Disclaimer - I own nothing, It all belongs to Rick Riordan, the lovely man.

What if Annabeth wasn't taken at the start of the book. But what if Percy was still blamed for the Manticore escaping and for nearly killing Annabeth. This is what i think could have happened.

The Titans Curse, My way.


As I opened my eyes groggily, I ignored the pain rushing through me and sat up. I was in the infirmary at Camp Half-Blood, which can never be a good thing. Last time I woke up here, I was greeted by a worried Annabeth, this time though, there was nobody in sight. Frowning, I tried to remember what caused me to end up here.

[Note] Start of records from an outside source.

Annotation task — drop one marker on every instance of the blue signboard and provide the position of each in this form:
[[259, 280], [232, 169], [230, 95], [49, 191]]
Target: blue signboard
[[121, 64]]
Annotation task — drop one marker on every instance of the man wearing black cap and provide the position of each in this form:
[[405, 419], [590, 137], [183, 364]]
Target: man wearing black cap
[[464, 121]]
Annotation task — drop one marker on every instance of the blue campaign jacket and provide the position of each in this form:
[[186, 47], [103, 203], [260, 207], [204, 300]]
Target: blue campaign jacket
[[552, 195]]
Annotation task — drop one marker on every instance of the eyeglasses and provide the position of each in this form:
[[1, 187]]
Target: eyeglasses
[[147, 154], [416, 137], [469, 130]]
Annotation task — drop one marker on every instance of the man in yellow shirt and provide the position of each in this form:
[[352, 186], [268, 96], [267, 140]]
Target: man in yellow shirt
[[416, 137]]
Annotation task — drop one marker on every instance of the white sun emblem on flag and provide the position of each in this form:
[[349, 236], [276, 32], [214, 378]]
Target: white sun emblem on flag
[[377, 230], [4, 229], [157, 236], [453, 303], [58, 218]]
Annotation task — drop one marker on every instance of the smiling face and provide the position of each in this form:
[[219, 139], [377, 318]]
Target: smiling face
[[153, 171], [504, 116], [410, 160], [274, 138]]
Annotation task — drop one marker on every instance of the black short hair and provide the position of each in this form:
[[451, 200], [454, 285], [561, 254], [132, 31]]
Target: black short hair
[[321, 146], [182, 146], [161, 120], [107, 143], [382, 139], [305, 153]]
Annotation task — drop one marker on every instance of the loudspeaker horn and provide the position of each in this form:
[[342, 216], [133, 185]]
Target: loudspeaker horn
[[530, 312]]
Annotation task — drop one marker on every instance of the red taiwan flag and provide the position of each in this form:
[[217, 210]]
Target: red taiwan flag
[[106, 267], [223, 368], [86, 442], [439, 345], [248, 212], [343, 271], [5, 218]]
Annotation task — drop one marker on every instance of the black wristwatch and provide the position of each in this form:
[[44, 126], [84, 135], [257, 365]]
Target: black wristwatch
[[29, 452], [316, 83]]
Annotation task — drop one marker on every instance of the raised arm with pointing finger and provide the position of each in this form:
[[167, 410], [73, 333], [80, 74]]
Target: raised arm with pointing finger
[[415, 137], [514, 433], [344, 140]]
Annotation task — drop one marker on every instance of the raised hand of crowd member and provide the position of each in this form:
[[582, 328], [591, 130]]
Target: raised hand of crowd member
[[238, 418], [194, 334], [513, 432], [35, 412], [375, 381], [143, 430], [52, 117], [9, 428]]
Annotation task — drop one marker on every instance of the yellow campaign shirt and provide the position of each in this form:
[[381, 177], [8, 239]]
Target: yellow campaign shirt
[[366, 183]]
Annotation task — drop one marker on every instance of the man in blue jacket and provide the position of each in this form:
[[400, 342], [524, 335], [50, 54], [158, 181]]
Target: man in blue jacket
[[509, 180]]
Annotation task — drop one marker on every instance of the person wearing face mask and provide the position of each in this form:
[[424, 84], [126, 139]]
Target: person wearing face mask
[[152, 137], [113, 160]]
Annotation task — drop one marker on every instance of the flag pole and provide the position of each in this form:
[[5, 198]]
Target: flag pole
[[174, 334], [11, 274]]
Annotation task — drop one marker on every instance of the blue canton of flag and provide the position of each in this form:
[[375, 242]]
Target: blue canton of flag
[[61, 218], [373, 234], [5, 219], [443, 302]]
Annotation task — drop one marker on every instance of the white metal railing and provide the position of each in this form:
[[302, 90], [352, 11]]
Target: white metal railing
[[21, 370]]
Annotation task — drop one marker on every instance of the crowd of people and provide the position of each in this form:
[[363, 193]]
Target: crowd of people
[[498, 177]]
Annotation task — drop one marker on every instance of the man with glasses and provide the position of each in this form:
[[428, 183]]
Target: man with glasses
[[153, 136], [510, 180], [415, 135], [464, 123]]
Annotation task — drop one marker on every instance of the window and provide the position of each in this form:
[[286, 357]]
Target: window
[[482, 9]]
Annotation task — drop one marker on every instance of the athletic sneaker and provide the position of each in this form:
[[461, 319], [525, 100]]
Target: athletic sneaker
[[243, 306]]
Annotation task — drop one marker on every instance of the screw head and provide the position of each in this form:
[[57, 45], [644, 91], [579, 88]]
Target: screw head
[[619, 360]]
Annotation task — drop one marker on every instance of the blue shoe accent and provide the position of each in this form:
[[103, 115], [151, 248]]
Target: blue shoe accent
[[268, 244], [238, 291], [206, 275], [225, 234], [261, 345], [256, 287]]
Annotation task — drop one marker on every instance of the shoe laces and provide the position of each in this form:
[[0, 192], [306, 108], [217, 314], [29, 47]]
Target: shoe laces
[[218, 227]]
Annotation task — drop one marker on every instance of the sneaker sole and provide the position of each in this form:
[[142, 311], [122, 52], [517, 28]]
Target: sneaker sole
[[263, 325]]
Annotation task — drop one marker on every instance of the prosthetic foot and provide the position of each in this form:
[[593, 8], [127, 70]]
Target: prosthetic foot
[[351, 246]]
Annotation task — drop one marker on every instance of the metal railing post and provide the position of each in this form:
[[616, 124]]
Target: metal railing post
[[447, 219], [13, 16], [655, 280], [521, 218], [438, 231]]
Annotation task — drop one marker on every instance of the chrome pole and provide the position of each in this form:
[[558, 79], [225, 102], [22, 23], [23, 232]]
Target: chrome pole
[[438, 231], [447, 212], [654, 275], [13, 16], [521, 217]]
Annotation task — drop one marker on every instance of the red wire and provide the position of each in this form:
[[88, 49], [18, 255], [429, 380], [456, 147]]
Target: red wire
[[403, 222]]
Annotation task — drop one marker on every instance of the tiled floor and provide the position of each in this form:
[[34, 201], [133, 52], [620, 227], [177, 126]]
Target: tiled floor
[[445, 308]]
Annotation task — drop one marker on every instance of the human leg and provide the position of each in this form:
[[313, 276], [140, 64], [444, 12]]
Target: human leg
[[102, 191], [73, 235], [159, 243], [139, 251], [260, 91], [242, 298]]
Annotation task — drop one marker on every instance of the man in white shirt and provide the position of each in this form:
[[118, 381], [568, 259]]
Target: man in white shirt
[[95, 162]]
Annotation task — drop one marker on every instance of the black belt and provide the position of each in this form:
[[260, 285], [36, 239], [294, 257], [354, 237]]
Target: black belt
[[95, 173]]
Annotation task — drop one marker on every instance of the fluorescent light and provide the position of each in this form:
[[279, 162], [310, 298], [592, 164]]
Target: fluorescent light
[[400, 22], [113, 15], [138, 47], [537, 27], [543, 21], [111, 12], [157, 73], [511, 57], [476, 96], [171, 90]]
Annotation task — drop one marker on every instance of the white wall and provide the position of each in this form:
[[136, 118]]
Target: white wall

I remembered being jealous how Grover and Annabeth looked towards Thalia for leadership and advice, how she just returned and both my best friends, my only friends followed her like I wasn't even there. I remember thinking I was strong enough to fight the Manticore. That went well. I thought I was strong enough to fight it and my mistake almost cost Annabeth her life. She fell, off the cliff, I dived, prayed to pass most of my water powers to her and I took the fall. Maybe if the powers stayed with her they'd all be better off. I knew it wouldn't be easy for me to trust myself around them.

I was brought out of my self-confidence draining remembering session by loud voices outside the door.

"IT WAS HIS FAULT!" The voice of Thalia screamed at someone. I assumed said person had tried to keep her from coming to fry me.

"He acted in a way he thought was best." Chiron replied, gently. "Annabeth received no harm."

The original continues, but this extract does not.